I knew just the yarn I would use. The most luxurious alpaca mixed with merino wool and silk. Light as air but incredibly warm. The kind of yarn that my grandmother could not have afforded, but would have loved to have and throw over her shoulders if she was still alive. So the Rememberance Scarf was born. I replicated a similar pattern to the original: several rows of garter stitch followed by some slipped stitches, but used bulkier wool for the cozy "squish" factor. I made it a little narrower than the original so it can be worn double and knotted in front, but still long and wide enough to be worn loose as a shawl with a pin to hold it in place.

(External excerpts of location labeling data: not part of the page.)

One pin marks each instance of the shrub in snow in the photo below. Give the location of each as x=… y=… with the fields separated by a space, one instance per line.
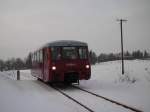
x=127 y=78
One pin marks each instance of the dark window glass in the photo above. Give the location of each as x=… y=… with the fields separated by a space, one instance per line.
x=69 y=53
x=83 y=53
x=55 y=53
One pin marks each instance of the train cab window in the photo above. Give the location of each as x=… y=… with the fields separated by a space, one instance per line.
x=55 y=51
x=69 y=53
x=83 y=53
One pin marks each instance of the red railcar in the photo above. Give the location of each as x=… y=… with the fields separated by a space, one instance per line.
x=62 y=61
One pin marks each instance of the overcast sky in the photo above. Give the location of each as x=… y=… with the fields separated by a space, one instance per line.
x=28 y=24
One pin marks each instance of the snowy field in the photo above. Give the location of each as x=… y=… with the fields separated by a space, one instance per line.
x=30 y=95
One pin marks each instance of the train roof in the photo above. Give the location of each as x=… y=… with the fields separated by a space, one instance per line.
x=65 y=43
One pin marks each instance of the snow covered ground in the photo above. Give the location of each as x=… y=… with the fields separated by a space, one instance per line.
x=28 y=95
x=132 y=89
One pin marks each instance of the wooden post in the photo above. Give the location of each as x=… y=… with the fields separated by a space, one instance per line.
x=18 y=75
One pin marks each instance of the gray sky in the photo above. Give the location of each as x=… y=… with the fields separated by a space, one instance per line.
x=28 y=24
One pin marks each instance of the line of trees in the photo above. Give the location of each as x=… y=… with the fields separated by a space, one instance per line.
x=103 y=57
x=16 y=63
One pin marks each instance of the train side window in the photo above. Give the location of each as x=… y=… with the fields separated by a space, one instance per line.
x=83 y=53
x=55 y=53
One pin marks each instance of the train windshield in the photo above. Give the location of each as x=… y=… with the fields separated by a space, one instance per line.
x=69 y=53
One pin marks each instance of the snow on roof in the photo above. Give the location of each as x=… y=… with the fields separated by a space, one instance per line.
x=66 y=43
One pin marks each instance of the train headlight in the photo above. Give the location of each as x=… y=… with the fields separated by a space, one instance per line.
x=87 y=66
x=53 y=68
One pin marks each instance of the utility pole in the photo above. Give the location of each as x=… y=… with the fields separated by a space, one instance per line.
x=122 y=55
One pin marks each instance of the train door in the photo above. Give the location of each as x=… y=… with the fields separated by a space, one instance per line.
x=46 y=65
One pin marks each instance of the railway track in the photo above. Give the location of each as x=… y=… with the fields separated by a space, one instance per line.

While knitting it I learned that needles and yarn straddle the present and the past. They seek to reconcile one with the other as they stitch together remembrances. And perhaps, at times, knitting also looks to the future so that the hopes and dreams that lie there may eventually find their way into a new pattern. That's why I knit. Knitting saved me when I closed my dance studio and it comforts me every day in small and big ways. It allows me to work in the way people used to work: making things. With the added bonus that those things can be worn by others and passed along with their own stories. Their own memories embedded in the fabric.
With each transition in life you leave pieces of yourself behind. But you never know what other pieces belonging to others you will pick up along the way. Maybe in the end, those pieces all add up like the stitches of a scarf that you wrap yourself in.
My grandmother's shawl, left. The Remembrance scarf, right.